Pope Francis speaks during a meeting with the youth and the Synod Fathers at the Paul VI Hall in the Vatican, Oct. 6, 2018. TIZIANA FABI/AFP/Getty Images

North Korean leader Kim Jong Un has invited Pope Francis to visit the country’s capital, South Korea's presidential office said Tuesday.

Spokesman Kim Eui-kyeom revealed in a press briefing Tuesday that North Korea will “ardently welcome the pope if he visits Pyongyang,” Yonhap News reported.

South Korean President Moon Jae-in who is scheduled to meet the pope during his trip to Europe in mid-October will deliver the message personally to him. The spokesman added that during Moon’s visit to the Vatican on Oct. 17 and 18, he will seek the pope's blessing and support for peace and stability on the Korean Peninsula. He will also discuss possibilities of future cooperation with the Vatican.

Pope Francis visited Seoul in August 2014, making it the first trip by a pontiff to Asia in 15 years.

“As I begin my trip, I ask you to join me in praying for Korea and for all of Asia,” he tweeted at the time.

During his five-day visit, he led a huge open-air Mass in the center of Seoul, which was attended by over 800,000 people.

"Their example has much to say to us who live in societies where, alongside immense wealth, dire poverty is silently growing; where the cry of the poor is seldom heeded and where Christ continues to call out to us, asking us to love and serve him by tending to our brothers and sisters in need. They challenge us to think about what, if anything, we ourselves would be willing to die for,” he said during the sermon, Independent reported.

He also visited a hilltop center for the sick, disabled and homeless run by the church in the town of Kkottongnae where he comforted sick children and adults. However, the pope had to cut his journey short.

"I've got a little problem. If there's one thing you should never do, it's skip your prayers, but today we'll have to do it alone and I'll tell you why: I came by helicopter, and if we don't take off in time, there's a danger we might smash into a mountain,” he said.

In 2017, Moon sent a special envoy to the Vatican to seek support in efforts to foster reconciliation in the Korean peninsula.

“I was sent by the president to ask the Holy Father for his support in the reconciliation process between North and South Korea, and I hope the Vatican can act as a mediator,” Bishop Hyginus Kim Hee-jong, who served as the envoy said adding the mediation “could be the same as the mediation made during the restoration of relations between Cuba and the United States.”

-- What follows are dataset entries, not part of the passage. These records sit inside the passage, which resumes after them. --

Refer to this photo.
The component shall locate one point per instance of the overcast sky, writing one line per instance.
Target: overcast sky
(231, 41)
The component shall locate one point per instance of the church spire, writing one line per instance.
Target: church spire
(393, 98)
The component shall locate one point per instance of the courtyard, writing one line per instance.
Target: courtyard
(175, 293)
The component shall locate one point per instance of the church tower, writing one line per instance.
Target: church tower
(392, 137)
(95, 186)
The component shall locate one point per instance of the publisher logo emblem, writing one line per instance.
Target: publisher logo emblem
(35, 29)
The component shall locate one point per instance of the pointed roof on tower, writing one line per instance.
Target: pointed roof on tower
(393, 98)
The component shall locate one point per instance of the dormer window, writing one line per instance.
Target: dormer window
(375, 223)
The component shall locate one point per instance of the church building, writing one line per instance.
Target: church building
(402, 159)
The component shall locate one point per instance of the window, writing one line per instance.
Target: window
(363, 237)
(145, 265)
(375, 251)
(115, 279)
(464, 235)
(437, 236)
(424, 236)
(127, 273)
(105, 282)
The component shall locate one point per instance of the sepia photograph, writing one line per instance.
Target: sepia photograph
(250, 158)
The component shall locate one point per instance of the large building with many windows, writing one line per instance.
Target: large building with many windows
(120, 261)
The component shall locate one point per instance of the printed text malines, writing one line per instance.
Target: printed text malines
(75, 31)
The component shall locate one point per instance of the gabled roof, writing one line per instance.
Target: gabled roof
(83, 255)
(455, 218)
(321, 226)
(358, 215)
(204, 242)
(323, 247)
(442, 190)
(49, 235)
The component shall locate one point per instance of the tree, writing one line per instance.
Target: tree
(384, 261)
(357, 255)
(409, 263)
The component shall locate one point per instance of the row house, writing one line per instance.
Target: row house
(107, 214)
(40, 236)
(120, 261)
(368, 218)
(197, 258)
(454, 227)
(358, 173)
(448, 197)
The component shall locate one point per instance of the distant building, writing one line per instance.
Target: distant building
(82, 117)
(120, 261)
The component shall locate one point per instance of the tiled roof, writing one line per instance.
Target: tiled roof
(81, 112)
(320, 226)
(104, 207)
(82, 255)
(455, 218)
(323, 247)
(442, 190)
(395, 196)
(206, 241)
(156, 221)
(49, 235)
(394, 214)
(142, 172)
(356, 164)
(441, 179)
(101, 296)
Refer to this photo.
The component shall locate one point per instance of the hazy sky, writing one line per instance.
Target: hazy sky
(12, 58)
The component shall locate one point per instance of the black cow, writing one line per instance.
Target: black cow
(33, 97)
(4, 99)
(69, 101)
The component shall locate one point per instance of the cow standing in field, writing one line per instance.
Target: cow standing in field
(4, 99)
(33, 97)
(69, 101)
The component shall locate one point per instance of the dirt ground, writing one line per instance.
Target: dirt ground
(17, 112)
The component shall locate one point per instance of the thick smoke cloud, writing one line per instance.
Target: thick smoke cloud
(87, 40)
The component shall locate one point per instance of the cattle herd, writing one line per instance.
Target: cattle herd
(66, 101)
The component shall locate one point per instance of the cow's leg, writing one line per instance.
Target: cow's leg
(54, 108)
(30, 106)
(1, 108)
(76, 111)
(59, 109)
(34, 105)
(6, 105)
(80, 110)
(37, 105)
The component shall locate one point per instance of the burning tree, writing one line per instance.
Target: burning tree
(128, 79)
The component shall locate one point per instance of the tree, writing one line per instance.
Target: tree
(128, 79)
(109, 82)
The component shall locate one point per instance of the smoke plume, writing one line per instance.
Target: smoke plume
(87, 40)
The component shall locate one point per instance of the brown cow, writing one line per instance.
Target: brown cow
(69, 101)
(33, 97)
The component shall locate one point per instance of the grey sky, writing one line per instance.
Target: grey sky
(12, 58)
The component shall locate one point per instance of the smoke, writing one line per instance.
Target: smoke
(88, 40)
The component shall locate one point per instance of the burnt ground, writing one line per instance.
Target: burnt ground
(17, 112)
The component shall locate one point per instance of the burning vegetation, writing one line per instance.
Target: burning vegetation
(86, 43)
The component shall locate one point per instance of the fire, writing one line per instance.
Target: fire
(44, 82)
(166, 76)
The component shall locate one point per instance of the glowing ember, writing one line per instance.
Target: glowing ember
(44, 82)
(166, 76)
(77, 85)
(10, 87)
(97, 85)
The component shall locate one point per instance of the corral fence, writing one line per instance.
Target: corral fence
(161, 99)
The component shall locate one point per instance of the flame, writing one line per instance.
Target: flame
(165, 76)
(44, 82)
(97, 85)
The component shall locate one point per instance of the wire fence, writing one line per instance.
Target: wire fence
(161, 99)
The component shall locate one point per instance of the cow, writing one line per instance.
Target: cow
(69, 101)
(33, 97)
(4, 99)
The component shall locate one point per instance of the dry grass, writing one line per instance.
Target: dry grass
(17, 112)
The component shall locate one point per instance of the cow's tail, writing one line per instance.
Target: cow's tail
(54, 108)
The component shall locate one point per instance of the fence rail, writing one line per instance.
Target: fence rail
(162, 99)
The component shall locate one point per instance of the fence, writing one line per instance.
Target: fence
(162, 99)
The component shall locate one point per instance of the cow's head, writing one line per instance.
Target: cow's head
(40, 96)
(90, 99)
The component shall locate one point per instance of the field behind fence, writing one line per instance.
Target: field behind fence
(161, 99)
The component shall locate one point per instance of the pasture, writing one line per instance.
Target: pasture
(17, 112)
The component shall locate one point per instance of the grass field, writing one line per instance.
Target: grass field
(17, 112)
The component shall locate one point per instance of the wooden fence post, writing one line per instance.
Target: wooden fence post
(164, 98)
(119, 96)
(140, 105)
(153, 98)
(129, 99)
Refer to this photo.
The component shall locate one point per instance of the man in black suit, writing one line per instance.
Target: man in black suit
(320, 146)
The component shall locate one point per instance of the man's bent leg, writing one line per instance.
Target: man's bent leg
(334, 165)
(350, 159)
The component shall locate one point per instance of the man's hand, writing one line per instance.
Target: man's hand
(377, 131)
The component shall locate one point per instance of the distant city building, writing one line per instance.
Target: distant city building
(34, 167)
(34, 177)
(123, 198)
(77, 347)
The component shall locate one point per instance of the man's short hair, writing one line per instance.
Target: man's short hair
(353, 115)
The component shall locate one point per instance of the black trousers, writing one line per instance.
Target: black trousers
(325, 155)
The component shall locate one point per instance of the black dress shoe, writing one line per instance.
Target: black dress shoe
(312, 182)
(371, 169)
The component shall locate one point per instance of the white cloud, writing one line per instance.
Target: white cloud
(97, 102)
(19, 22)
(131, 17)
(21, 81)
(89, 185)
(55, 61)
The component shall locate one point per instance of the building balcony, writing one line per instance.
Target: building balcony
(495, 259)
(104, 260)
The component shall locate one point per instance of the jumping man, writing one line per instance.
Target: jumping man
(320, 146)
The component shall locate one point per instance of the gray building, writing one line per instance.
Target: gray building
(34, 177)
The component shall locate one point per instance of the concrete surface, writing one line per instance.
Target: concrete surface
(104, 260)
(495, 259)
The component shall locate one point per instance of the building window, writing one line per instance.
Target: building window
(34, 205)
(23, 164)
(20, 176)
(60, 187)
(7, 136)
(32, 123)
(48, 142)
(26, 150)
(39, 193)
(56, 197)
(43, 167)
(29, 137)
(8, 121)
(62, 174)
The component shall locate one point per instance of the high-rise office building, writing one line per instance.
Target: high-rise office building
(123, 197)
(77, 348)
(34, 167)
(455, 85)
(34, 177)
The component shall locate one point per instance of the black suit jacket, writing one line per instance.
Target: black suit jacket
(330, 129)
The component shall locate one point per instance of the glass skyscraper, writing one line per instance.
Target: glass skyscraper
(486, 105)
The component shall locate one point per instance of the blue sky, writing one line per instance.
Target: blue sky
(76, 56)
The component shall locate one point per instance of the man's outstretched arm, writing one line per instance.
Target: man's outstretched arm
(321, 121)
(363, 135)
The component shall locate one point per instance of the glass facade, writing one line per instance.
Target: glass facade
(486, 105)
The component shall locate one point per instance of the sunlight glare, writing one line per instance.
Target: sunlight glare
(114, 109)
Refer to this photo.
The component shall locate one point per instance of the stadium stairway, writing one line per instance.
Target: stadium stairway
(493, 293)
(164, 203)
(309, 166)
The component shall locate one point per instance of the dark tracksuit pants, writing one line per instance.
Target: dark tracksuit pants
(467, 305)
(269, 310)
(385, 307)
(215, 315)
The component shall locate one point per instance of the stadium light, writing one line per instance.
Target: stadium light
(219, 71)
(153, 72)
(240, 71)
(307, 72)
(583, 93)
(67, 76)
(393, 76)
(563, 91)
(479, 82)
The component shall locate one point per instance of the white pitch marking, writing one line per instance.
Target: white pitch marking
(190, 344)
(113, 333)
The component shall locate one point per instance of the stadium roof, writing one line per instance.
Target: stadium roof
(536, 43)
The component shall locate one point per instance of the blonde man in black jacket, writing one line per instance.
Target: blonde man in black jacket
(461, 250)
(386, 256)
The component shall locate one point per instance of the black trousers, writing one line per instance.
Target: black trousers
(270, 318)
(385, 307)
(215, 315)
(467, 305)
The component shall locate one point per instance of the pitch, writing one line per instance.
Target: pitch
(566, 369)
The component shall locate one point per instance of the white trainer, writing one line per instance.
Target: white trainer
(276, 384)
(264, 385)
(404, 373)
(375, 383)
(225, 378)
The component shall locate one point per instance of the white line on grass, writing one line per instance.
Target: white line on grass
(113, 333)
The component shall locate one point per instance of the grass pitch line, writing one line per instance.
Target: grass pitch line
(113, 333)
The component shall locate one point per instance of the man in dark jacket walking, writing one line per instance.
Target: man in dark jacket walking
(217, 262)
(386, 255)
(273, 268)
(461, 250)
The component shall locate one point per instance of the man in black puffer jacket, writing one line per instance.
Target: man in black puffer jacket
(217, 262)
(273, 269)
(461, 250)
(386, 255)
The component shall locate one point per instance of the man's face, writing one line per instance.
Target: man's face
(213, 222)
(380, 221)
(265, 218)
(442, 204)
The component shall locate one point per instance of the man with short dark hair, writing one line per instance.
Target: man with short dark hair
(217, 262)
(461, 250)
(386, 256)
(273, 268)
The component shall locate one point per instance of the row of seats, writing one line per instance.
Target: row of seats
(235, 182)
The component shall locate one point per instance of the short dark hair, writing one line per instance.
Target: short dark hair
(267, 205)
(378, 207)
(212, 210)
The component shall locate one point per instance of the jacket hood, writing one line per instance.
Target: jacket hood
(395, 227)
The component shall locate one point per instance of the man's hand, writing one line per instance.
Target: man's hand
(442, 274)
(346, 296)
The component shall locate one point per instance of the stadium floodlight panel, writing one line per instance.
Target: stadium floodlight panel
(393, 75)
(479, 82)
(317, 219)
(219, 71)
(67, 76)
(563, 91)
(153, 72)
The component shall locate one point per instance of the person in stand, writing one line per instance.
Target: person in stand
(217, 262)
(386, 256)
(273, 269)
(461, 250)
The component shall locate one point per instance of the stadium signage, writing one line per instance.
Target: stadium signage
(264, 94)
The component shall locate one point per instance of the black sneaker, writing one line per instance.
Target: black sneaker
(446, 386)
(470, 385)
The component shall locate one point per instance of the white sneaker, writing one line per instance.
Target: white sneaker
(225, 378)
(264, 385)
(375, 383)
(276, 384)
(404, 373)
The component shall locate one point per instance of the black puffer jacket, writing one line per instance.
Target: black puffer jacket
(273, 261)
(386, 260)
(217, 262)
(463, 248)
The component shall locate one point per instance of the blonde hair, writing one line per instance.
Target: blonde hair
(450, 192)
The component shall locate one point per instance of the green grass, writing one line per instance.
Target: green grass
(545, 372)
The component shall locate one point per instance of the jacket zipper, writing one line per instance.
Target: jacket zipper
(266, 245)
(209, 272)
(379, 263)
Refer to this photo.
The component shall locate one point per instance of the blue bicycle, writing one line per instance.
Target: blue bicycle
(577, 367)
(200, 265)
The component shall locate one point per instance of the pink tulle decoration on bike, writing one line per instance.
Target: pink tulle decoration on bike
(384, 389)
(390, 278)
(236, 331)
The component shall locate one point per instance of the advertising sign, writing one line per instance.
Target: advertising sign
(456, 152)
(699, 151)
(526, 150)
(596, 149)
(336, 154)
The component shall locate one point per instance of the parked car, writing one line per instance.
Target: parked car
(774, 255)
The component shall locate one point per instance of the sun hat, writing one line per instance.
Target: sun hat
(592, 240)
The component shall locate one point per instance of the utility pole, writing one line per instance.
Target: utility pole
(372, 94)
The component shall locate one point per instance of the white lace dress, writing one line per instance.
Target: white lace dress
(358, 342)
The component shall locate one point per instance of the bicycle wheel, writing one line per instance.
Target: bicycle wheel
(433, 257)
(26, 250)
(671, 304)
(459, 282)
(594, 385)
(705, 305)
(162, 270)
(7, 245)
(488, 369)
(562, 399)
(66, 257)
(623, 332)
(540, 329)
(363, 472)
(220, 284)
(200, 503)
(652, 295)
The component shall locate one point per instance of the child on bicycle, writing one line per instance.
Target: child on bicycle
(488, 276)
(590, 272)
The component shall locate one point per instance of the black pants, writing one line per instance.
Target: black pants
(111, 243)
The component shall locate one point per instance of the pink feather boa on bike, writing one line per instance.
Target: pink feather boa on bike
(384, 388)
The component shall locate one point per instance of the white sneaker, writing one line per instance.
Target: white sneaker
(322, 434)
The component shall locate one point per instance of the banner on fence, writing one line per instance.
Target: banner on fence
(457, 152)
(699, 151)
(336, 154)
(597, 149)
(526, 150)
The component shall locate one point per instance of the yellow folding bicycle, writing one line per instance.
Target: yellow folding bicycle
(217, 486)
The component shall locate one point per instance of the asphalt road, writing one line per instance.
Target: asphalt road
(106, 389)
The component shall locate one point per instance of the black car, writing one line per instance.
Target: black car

“The Holy See has always been on the side of Korea in the difficult moments of its history, and we hope this will happen again. If we achieve peace between North and South Korea, we state as from now our commitment to work for peace in East Asia and, on a larger scale, for peace in the world. We want to be a tool for peace,” he said, Crux Now reported.

In September, Kim met Moon and they discussed a wide range of topics including denuclearization and reducing military tension between the two nations.